What are the benefits of edge computing?
Cost savings
As seen in the example above, edge computing helps minimize bandwidth use and server resources. Bandwidth and cloud resources are finite and cost money. With every household and office becoming equipped with smart cameras, printers, thermostats, and even toasters, Statista predicts that by 2025 there will be over 75 billion IoT devices installed worldwide. In order to support all those devices, significant amounts of computation will have to be moved to the edge.
Performance
Another significant benefit of moving processes to the edge is to reduce latency. Every time a device needs to communicate with a distant server somewhere, that creates a delay. For example, two coworkers in the same office chatting over an IM platform might experience a sizable delay because each message has to be routed out of the building, communicate with a server somewhere across the globe, and be brought back before it appears on the recipient’s screen. If that process is brought to the edge, and the company’s internal router is in charge of transferring intra-office chats, that noticeable delay would not exist.
Similarly, when users of all kinds of web applications run into processes that have to communicate with an external server, they will encounter delays. The duration of these delays will vary based upon their available bandwidth and the location of the server, but these delays can be avoided altogether by bringing more processes to the network edge.
New functionality
In addition, edge computing can provide new functionality that wasn’t previously available. For example, a company can use edge computing to process and analyze their data at the edge, which makes it possible to do so in real time.
What are the drawbacks of edge computing?
One drawback of edge computing is that it can increase attack vectors.

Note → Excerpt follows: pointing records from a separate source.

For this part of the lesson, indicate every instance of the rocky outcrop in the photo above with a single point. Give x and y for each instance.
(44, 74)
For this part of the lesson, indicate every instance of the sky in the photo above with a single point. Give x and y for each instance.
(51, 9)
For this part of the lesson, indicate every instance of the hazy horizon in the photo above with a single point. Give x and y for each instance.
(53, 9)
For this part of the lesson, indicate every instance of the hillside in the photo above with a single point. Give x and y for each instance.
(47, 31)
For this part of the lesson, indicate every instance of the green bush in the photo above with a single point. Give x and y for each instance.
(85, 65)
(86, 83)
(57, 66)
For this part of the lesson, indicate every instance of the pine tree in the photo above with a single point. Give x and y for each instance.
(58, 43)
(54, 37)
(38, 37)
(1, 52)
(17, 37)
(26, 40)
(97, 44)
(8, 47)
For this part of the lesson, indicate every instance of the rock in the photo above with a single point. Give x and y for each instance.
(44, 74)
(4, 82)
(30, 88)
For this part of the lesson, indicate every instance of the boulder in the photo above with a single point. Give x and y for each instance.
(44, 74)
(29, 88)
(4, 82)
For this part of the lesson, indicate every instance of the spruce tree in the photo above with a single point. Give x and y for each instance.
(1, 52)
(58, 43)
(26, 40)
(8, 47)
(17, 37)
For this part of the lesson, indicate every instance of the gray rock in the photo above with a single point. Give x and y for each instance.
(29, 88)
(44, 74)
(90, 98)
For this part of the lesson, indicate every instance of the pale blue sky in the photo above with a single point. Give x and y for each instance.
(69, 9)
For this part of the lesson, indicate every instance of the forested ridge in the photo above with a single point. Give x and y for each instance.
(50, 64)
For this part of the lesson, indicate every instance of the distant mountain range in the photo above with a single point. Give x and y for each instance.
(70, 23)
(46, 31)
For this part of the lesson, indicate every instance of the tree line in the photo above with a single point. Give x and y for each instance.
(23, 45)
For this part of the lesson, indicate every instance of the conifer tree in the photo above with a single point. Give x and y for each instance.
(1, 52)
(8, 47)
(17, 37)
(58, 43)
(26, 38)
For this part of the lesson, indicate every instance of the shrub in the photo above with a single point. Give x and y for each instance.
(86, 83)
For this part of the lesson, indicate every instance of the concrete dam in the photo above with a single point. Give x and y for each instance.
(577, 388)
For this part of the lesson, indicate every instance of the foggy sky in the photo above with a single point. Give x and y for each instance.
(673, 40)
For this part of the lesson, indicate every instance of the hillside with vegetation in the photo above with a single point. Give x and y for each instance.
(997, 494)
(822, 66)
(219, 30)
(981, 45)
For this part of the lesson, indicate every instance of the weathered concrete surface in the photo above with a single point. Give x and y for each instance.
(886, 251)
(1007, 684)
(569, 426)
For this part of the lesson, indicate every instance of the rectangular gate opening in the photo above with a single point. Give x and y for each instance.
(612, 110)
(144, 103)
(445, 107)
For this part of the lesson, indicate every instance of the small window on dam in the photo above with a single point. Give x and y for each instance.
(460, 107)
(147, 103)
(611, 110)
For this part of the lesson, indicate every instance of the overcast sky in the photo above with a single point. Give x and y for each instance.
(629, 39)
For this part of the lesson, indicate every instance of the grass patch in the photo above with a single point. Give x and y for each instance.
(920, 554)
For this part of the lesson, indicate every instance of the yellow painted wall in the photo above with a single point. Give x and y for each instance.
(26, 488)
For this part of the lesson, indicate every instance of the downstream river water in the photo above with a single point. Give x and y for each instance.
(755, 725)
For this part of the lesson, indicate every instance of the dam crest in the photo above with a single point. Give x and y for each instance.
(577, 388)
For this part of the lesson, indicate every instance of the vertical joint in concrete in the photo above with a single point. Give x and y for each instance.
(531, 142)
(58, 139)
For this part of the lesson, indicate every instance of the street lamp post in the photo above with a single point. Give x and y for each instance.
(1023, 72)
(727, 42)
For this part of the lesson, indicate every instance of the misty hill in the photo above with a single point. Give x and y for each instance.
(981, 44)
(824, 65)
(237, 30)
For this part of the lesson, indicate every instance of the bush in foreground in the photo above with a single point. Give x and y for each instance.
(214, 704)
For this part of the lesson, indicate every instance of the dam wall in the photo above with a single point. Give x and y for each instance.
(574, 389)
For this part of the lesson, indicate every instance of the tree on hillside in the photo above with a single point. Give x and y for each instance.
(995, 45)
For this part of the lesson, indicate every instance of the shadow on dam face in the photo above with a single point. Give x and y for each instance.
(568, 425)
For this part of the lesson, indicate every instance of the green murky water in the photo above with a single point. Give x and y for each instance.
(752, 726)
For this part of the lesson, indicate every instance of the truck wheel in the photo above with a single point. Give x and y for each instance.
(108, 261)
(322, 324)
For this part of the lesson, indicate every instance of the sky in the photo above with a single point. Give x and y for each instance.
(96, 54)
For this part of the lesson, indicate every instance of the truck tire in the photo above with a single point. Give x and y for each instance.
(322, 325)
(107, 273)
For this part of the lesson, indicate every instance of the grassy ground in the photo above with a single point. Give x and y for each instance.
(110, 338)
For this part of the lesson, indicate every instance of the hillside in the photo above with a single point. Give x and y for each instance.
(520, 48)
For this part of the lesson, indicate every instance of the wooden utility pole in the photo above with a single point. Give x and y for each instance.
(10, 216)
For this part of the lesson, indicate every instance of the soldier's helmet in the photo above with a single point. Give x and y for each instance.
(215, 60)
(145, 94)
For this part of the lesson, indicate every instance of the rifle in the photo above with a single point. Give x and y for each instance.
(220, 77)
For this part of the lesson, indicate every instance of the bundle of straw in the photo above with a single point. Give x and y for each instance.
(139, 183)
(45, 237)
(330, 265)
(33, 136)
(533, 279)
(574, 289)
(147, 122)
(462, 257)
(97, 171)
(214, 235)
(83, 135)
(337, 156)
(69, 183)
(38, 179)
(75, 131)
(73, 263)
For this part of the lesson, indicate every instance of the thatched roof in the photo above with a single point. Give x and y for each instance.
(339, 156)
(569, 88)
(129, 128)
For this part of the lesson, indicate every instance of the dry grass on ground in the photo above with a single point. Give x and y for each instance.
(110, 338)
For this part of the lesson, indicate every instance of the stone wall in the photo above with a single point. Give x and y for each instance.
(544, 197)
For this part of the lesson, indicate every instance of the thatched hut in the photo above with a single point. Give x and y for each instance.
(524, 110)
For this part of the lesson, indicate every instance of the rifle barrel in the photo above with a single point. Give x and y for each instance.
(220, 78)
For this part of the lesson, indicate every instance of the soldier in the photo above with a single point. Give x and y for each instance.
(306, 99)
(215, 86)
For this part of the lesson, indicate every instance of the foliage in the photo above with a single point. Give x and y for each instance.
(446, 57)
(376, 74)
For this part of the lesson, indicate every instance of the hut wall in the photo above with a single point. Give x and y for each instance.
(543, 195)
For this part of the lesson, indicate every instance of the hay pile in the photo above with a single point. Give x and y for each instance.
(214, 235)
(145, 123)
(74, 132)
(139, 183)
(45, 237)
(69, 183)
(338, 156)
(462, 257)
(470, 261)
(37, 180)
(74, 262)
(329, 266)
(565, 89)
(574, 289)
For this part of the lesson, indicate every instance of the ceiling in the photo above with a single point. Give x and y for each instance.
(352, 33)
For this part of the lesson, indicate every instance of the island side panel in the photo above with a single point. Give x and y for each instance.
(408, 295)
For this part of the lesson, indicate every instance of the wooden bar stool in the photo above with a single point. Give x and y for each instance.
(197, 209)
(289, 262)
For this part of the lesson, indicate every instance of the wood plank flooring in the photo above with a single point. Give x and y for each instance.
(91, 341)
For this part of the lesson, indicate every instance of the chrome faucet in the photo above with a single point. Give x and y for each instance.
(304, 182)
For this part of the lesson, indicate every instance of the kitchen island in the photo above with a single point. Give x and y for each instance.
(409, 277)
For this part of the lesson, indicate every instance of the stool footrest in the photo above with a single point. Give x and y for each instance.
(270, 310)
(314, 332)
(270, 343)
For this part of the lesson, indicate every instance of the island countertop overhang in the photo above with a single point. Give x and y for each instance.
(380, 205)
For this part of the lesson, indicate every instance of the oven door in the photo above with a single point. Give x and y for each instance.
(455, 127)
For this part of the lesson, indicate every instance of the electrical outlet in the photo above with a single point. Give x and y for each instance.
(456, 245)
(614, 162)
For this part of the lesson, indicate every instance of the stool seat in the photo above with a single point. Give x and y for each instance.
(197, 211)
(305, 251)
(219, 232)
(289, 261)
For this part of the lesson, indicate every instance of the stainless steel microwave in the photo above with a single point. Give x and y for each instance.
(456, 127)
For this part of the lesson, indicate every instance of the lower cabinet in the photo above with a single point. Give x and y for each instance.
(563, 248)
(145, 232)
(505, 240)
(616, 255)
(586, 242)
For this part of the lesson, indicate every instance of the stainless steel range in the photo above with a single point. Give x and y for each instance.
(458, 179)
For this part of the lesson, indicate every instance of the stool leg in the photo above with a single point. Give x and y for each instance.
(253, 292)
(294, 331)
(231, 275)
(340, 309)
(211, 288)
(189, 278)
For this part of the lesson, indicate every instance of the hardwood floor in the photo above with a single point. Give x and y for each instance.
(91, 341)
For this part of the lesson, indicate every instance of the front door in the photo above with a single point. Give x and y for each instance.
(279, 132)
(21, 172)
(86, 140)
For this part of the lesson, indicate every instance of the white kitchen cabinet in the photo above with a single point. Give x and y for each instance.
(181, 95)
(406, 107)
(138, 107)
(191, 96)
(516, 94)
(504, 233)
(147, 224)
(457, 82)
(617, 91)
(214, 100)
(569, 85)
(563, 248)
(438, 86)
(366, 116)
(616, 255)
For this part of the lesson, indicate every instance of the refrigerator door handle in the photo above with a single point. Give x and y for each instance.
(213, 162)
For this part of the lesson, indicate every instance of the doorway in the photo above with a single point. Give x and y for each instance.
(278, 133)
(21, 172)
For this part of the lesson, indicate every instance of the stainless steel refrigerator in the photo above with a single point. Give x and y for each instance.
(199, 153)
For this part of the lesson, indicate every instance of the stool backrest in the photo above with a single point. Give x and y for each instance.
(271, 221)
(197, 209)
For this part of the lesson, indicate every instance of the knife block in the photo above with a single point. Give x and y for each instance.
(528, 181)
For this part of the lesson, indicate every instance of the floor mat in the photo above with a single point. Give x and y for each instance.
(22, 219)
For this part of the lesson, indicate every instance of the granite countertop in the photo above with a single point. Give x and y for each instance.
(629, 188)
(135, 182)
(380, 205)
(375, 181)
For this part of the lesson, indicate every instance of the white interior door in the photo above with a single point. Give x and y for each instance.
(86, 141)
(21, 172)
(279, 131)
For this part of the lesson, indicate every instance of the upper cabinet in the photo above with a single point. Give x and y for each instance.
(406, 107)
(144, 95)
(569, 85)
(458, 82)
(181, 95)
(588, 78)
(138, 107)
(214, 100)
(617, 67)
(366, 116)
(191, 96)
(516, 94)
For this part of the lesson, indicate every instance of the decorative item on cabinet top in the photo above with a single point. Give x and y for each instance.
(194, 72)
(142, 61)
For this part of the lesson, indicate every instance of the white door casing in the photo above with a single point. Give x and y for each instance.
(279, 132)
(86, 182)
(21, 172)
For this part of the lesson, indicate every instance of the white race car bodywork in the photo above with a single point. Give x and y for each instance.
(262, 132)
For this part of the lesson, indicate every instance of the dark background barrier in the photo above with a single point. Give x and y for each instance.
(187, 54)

With the addition of more “smart” devices into the mix, such as edge servers and IoT devices that have robust built-in computers, there are new opportunities for malicious attackers to compromise these devices.
Another drawback with edge computing is that it requires more local hardware. For example, while an IoT camera needs a built-in computer to send its raw video data to a web server, it would require a much more sophisticated computer with more processing power in order for it to run its own motion-detection algorithms. But the dropping costs of hardware are making it cheaper to build smarter devices.
One way to completely mitigate the need for extra hardware is to take advantage of edge servers. For example, with Cloudflare’s network of 300 geographically distributed edge locations, Cloudflare customers can have edge code running worldwide using Cloudflare Workers.